La fascination de Van Gogh pour les étoiles est donc loin de se limiter à une volonté de reproduction réaliste. Mais si l’astronomie passe finalement au second plan, on est séduit par ces recherches de J.-P. Luminet, qui nous rendent plus intelligibles les magnifiques tableaux de Van Gogh, dont le livre est richement illustré.

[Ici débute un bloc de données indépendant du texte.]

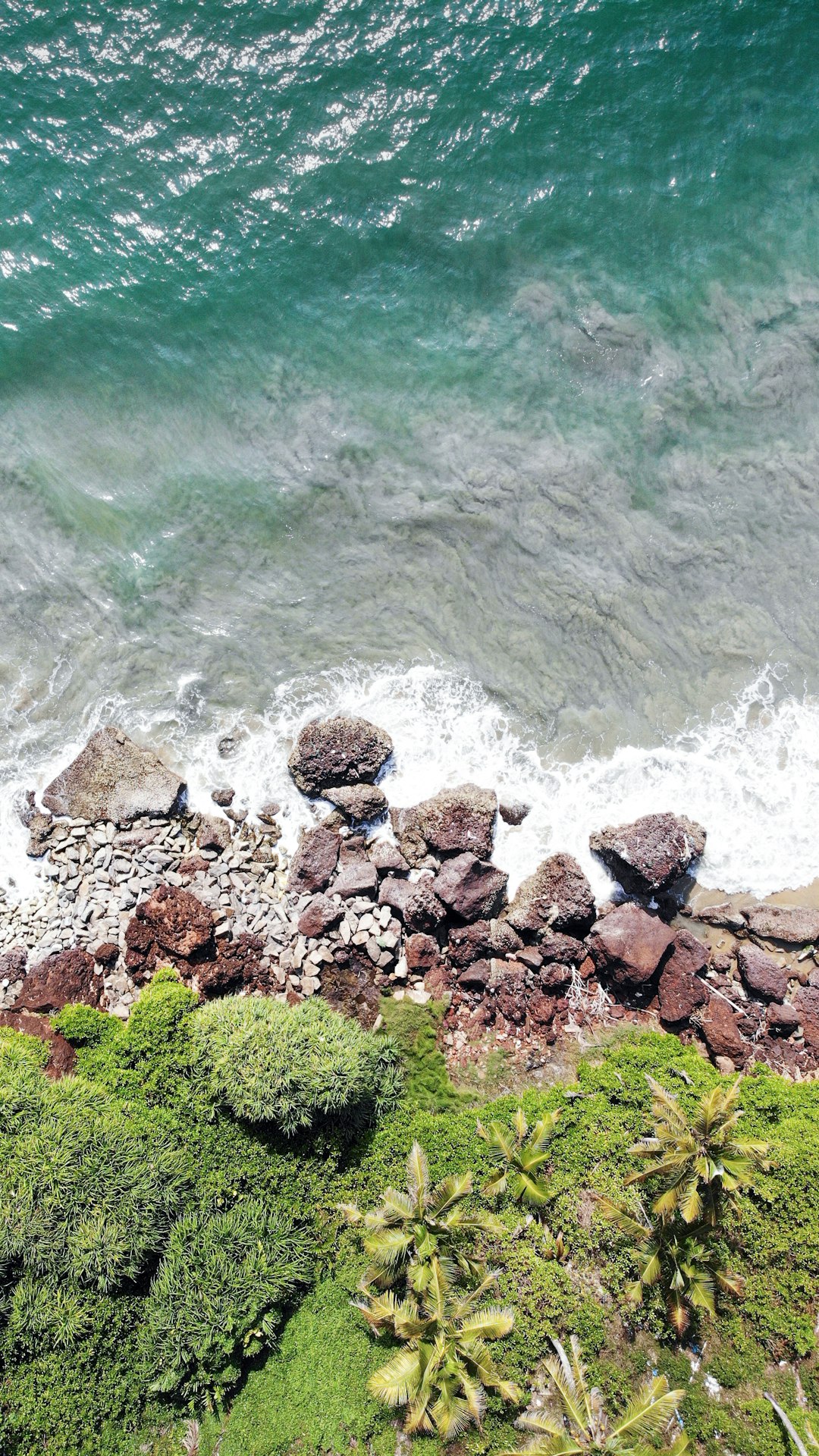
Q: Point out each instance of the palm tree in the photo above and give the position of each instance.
(697, 1163)
(519, 1153)
(681, 1258)
(445, 1369)
(582, 1424)
(413, 1231)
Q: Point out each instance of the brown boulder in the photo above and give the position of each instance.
(314, 862)
(649, 855)
(795, 925)
(335, 752)
(556, 897)
(722, 1033)
(450, 823)
(61, 979)
(469, 887)
(114, 780)
(629, 946)
(761, 973)
(321, 915)
(359, 802)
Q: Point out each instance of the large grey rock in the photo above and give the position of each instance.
(450, 823)
(114, 780)
(335, 752)
(556, 897)
(649, 855)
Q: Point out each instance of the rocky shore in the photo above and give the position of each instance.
(392, 900)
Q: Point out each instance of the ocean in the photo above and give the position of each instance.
(453, 363)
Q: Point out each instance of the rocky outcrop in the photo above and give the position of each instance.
(793, 925)
(71, 976)
(629, 946)
(114, 780)
(649, 855)
(337, 752)
(681, 990)
(314, 862)
(359, 802)
(556, 897)
(469, 887)
(761, 973)
(452, 823)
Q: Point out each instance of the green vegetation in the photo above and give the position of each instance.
(148, 1288)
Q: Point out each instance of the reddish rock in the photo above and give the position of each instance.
(453, 821)
(321, 915)
(761, 973)
(649, 855)
(471, 889)
(722, 1033)
(629, 946)
(795, 925)
(71, 976)
(783, 1019)
(338, 752)
(61, 1056)
(556, 897)
(314, 862)
(422, 952)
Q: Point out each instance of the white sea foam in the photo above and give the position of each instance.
(749, 775)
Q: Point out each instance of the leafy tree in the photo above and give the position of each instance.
(218, 1294)
(697, 1163)
(678, 1257)
(582, 1426)
(519, 1153)
(447, 1366)
(413, 1231)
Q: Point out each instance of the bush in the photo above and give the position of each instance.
(289, 1065)
(218, 1296)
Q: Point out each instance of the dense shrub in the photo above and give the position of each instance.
(218, 1294)
(292, 1065)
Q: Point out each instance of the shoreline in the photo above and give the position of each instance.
(292, 927)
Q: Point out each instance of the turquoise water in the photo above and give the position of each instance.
(375, 332)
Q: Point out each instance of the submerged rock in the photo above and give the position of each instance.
(629, 946)
(651, 854)
(556, 897)
(335, 752)
(450, 823)
(114, 780)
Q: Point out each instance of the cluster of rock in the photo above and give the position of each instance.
(133, 880)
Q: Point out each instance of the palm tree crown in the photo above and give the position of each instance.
(519, 1153)
(580, 1424)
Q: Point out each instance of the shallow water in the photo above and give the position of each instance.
(354, 335)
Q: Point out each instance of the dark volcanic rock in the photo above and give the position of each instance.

1 En 1845, le couple anglo-irlandais Mary Field (1813-1885), une pionnière de la photographie, et William Parsons (1800-1867), dit Lord Rosse, futur président de la Royal Society, mettent en lumière sur leurs terres un télescope amateur géant, surnommé « Léviathan de Parsonstown ». Doté d’un tube de 17 m et d’un miroir de 183 cm de diamètre, voué à l’étude des nébuleuses jadis cataloguées par Charles Messier (1730-1817), il était capable de résoudre des astres de magnitude 18. En 1850, William Parsons publie un dessin qui révèle la structure spiralée de la nébuleuse M51, qu’il baptise « Whirlpool Galaxy » (« galaxie du Tourbillon »). Ce croquis spectaculaire, qui fera le tour du monde savant, sera reproduit en 1881 dans l’Astronomie populaire de Camille Flammarion. Sa concordance est si forte avec les tourbillons de la Nuit étoilée de Saint-Rémy que la comparaison devient en effet saisissante.